Maybe giving her candy wasn’t the problem. In the classic “The Drama of the Gifted Child”, Alice Miller details the error of using children to feed our own hunger. The sin of many parents, I suppose. I wasn’t supposed to do that, but I wasn’t supposed to fall in love with a little kid, either. I was supposed to be falling in love with the mother. But that wasn’t happening. The relationship between the adults went in one direction, and between me and the child in another. I found myself running over to her house every day because I wanted to see the little girl. I wanted to stand in her light the way I wanted to raise my chin and let the sun kiss my face in June. When the relationship ended, I wasn’t done giving Nae Nae candy. So I left them in that spot by my door.
Maybe I should have tried harder with the mother.
Strike maybe from the record.
Maybe I shouldn’t have been thinking of myself so much.
Strike me, myself & I from the record.
A year went by, then two. Everything in my life changed except for the candy. They’re still in the same spot. And there’s still that soft, warm hum buzzing in my chest whenever I think of Nae Nae. Or whenever I hear that song.
Sometimes I wonder if she can feel me missing her. I was hoping I’d run into her again someday so I can give her the candies. One day, while jogging around the lake, I saw her. She and her mother rode right past me on a bicycle. We were going in opposite directions. I stopped and watched what-could-have-been race past me. Caution: too much running can lead to standing still. Sliding doors always lead to wondering: what if?
In August 2015 I wrote a tear-jerker love letter to Nae Nae. I sent it to Wilhelm Cortez for publication in The Good Men Project. “I lost a daughter”, I told him. “Here’s an article about my broken heart”. Wilhelm happens to be one of those editors who always gets the sap out of the tree. He suggested the story was really about the consequence men experience when they fail to make a commitment. When a man fails to make a commitment to a woman with children, he fails the world. The hidden rot rises to the surface, no matter how much candy you’re saving up. From the “me, myself & I” angle, it’s a broken heart. From the “you” angle, it’s a broken promise. Broken promises create broken children. “Write about that”, Wilhelm said.
I wasn’t ready for that, so I buried my grief in a folder labeled “Missed Opportunities”. It’s a big folder.

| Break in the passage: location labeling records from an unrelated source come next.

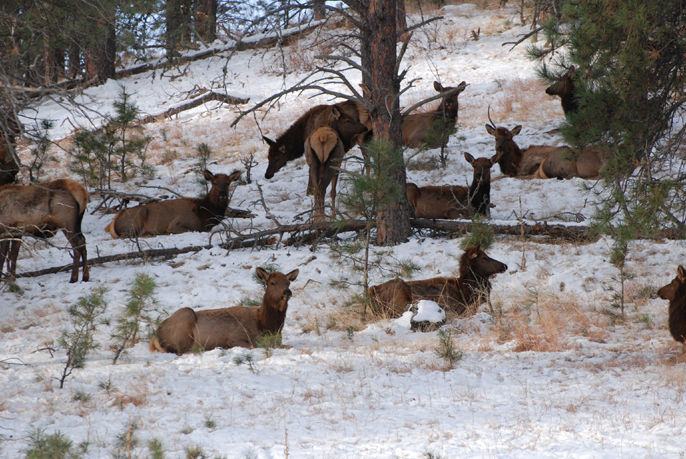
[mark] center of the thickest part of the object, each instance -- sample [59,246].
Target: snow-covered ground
[559,375]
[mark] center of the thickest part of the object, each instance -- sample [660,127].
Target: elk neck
[270,319]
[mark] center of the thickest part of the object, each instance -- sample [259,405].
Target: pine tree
[630,60]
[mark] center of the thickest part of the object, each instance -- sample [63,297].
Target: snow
[559,376]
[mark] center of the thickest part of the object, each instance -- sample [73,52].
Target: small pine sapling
[79,341]
[140,308]
[446,349]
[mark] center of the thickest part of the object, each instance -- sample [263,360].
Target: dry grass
[547,322]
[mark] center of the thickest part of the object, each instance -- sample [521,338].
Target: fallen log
[207,97]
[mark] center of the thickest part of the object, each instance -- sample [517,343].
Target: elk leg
[13,255]
[334,182]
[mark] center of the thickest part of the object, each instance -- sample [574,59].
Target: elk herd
[324,135]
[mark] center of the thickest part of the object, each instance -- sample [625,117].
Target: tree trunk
[378,49]
[100,55]
[319,10]
[401,22]
[178,26]
[206,20]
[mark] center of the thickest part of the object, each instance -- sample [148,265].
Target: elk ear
[293,275]
[262,275]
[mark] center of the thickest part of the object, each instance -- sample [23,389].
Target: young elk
[675,292]
[513,161]
[41,211]
[324,152]
[460,295]
[187,329]
[451,202]
[425,129]
[176,215]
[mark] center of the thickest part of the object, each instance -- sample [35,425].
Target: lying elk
[565,163]
[566,89]
[451,202]
[675,292]
[228,327]
[513,161]
[432,129]
[41,211]
[324,151]
[460,295]
[344,118]
[176,215]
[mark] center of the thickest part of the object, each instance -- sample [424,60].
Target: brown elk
[41,211]
[176,215]
[460,295]
[227,327]
[9,249]
[324,151]
[675,292]
[432,129]
[451,202]
[566,89]
[9,131]
[343,117]
[513,161]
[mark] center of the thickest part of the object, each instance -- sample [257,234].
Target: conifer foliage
[630,77]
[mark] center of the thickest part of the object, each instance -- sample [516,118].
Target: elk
[513,161]
[565,163]
[344,118]
[428,129]
[187,329]
[176,215]
[675,292]
[324,151]
[566,89]
[451,202]
[458,294]
[9,131]
[41,211]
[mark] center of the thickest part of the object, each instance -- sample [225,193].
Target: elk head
[449,105]
[475,260]
[668,292]
[277,292]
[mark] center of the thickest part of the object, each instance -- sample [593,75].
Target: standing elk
[176,215]
[566,89]
[41,211]
[429,129]
[451,202]
[344,118]
[675,292]
[513,161]
[460,295]
[324,151]
[228,327]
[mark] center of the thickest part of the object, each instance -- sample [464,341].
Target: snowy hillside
[560,374]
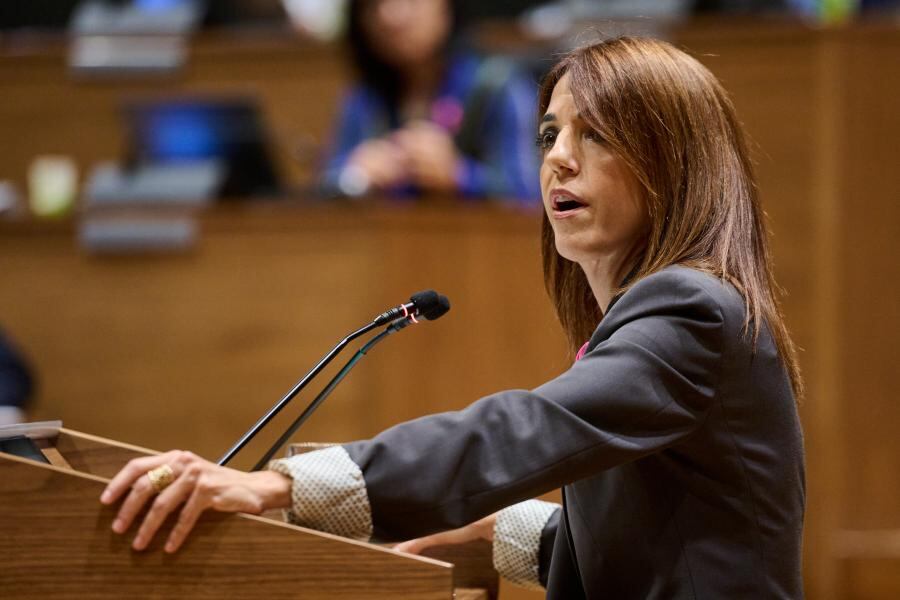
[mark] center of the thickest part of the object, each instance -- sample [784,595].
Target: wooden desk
[121,344]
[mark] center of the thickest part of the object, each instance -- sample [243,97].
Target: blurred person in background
[429,115]
[16,383]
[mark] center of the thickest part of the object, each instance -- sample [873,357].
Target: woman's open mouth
[565,203]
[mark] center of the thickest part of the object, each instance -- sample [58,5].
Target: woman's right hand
[482,529]
[196,485]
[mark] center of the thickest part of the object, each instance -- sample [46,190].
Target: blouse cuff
[328,493]
[517,541]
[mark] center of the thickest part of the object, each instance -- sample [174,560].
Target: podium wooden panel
[57,542]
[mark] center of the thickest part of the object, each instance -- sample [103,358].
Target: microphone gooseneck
[427,304]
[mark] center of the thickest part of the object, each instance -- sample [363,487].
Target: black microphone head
[430,304]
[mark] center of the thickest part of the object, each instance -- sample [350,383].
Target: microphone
[428,304]
[440,308]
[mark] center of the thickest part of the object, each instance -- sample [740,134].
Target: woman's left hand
[197,483]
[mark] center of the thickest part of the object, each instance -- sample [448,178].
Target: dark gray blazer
[677,445]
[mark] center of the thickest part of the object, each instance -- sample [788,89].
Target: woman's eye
[594,136]
[545,139]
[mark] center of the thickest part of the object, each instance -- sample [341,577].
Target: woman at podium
[674,435]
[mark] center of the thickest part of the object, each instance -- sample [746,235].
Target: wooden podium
[56,542]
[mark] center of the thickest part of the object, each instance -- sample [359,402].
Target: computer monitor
[182,130]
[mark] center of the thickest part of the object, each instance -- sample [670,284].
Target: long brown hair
[673,124]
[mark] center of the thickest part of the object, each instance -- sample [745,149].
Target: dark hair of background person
[673,124]
[380,76]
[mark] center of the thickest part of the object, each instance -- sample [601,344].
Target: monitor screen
[182,130]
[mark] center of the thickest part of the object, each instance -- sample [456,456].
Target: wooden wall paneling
[869,319]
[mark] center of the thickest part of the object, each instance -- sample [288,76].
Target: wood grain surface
[57,542]
[188,350]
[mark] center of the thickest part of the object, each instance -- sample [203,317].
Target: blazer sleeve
[647,382]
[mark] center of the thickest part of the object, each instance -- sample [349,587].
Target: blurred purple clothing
[500,162]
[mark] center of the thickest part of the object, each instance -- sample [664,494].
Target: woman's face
[406,32]
[592,198]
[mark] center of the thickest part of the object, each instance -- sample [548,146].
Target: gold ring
[161,477]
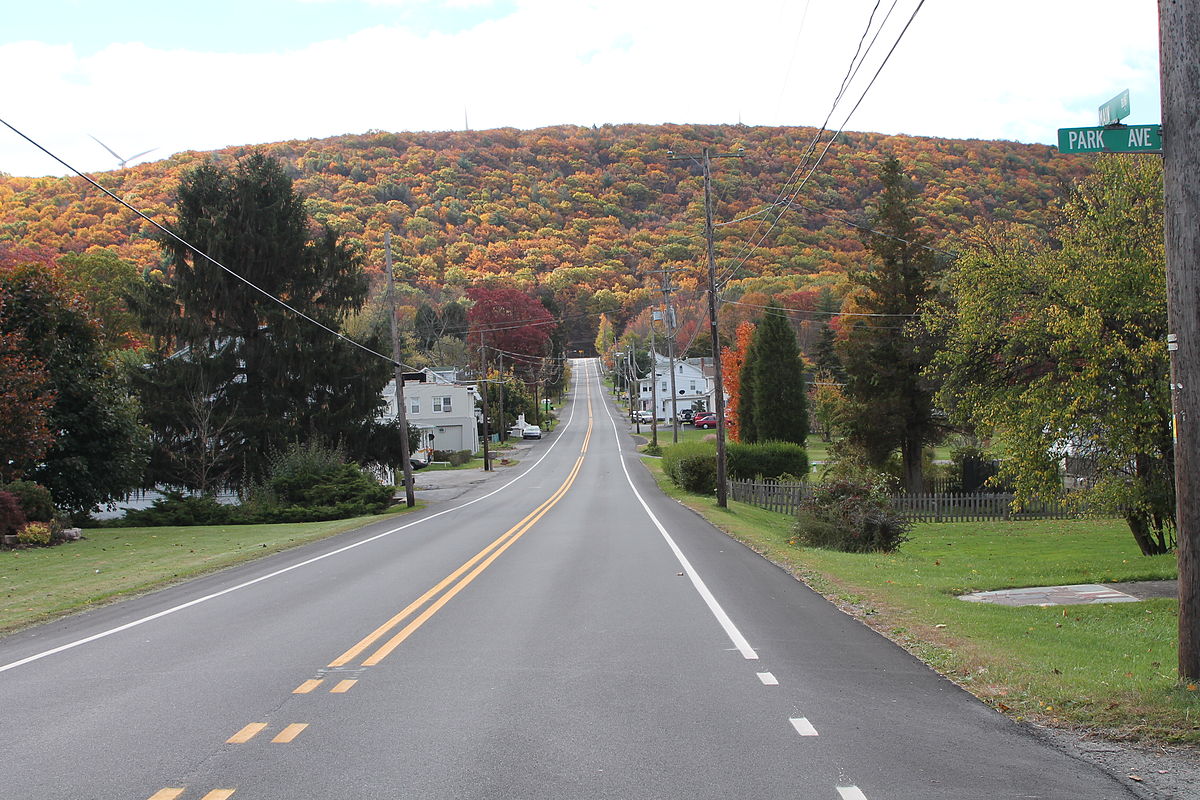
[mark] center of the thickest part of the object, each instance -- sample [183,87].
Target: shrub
[768,459]
[35,533]
[12,518]
[853,516]
[691,465]
[178,509]
[35,500]
[315,477]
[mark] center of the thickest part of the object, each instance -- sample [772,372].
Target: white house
[443,410]
[693,380]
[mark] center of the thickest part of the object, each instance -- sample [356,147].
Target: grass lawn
[41,583]
[1108,666]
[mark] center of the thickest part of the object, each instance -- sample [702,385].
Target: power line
[197,251]
[727,274]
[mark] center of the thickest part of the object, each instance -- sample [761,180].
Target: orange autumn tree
[732,359]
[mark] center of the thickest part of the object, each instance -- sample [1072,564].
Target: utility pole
[719,391]
[401,411]
[1179,24]
[670,323]
[499,420]
[654,386]
[483,394]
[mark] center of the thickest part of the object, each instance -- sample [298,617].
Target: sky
[142,74]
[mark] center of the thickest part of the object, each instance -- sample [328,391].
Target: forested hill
[582,212]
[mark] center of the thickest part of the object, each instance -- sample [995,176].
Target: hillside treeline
[577,214]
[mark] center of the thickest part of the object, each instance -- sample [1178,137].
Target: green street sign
[1116,109]
[1114,138]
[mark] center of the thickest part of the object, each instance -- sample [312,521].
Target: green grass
[1108,666]
[41,583]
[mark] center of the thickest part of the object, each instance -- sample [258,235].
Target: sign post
[1115,109]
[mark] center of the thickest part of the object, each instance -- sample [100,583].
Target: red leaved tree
[732,360]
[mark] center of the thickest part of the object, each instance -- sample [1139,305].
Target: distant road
[573,635]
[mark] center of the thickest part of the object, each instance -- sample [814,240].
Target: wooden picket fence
[977,506]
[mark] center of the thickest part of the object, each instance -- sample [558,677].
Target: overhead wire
[197,251]
[729,272]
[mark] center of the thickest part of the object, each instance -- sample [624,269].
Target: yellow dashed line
[289,733]
[246,733]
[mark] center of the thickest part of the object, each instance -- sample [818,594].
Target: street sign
[1114,138]
[1116,109]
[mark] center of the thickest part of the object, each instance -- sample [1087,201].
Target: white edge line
[166,612]
[731,630]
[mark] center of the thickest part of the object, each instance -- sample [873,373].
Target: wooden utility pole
[719,390]
[1179,24]
[483,395]
[654,386]
[401,411]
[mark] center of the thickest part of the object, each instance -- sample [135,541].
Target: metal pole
[401,411]
[1179,24]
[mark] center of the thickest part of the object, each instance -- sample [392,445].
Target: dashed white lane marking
[803,727]
[723,619]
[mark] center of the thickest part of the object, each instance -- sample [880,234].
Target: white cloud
[969,68]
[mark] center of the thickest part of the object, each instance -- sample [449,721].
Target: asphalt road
[565,633]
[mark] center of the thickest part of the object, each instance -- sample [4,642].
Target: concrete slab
[1071,595]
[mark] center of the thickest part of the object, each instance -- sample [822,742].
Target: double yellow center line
[463,575]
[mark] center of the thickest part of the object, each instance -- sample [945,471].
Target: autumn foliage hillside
[581,214]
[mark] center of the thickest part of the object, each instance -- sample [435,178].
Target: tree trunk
[910,455]
[1141,534]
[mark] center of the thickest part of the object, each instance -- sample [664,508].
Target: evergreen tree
[97,452]
[454,320]
[427,325]
[777,373]
[891,404]
[237,368]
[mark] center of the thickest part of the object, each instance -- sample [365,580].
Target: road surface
[564,633]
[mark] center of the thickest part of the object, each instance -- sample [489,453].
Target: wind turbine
[121,162]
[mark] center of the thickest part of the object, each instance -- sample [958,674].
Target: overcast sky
[198,76]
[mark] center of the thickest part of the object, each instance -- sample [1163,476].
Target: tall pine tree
[891,402]
[238,377]
[777,383]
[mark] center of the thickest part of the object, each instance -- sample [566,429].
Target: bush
[852,516]
[315,477]
[12,518]
[35,533]
[34,498]
[178,509]
[691,465]
[768,459]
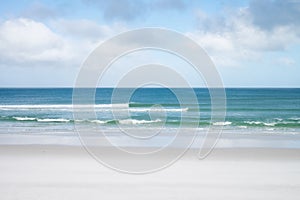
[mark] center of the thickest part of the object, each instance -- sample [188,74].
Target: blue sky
[253,43]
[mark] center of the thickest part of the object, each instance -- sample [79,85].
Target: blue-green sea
[51,109]
[250,111]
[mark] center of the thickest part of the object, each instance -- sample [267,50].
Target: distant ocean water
[248,110]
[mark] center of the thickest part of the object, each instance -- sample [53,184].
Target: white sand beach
[68,172]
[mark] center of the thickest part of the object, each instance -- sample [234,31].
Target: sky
[253,43]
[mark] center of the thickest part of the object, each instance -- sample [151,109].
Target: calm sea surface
[276,111]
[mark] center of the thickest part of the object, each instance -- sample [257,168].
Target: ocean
[49,111]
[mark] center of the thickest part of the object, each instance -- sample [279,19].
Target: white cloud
[25,42]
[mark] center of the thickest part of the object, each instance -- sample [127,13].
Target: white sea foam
[53,120]
[84,107]
[99,121]
[24,118]
[135,121]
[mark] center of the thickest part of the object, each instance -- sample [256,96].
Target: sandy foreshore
[68,172]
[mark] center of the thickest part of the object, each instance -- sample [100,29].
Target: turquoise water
[248,110]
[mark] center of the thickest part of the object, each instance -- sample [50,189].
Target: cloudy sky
[253,43]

Sometimes you have to lose something to realize what precious really is. When a child is in the picture, there is an unparalleled treasure in that rainbow, but the stakes are exponentially greater. If you can’t go the distance, its better you don’t start. The wake of that loss is called a tsunami. Losing a woman in that situation is the least of what a man loses. When I walked out, I drowned in my own naivete, clinging to unrequited hope. Instead of being present for a child, I kept that candy sitting there, waiting. Denial doesn’t see the rotting. This loss opened my eyes to the seriousness of dating a woman with small children. Every step of that courtship is a walking meditation. A man has to be mindful, to step slowly with purpose and deliberation. He has to watch carefully where each step lands. He has to be purposeful about where he intends to go, and if he’s not sure, to wait until he’s clear.
In the meantime, whenever I look at that candy, I see a reminder of the sweetest thing I’ve ever known: “Watch me whip, watch me Nea Nea. Watch me, watch me!” I wish I were still watching you.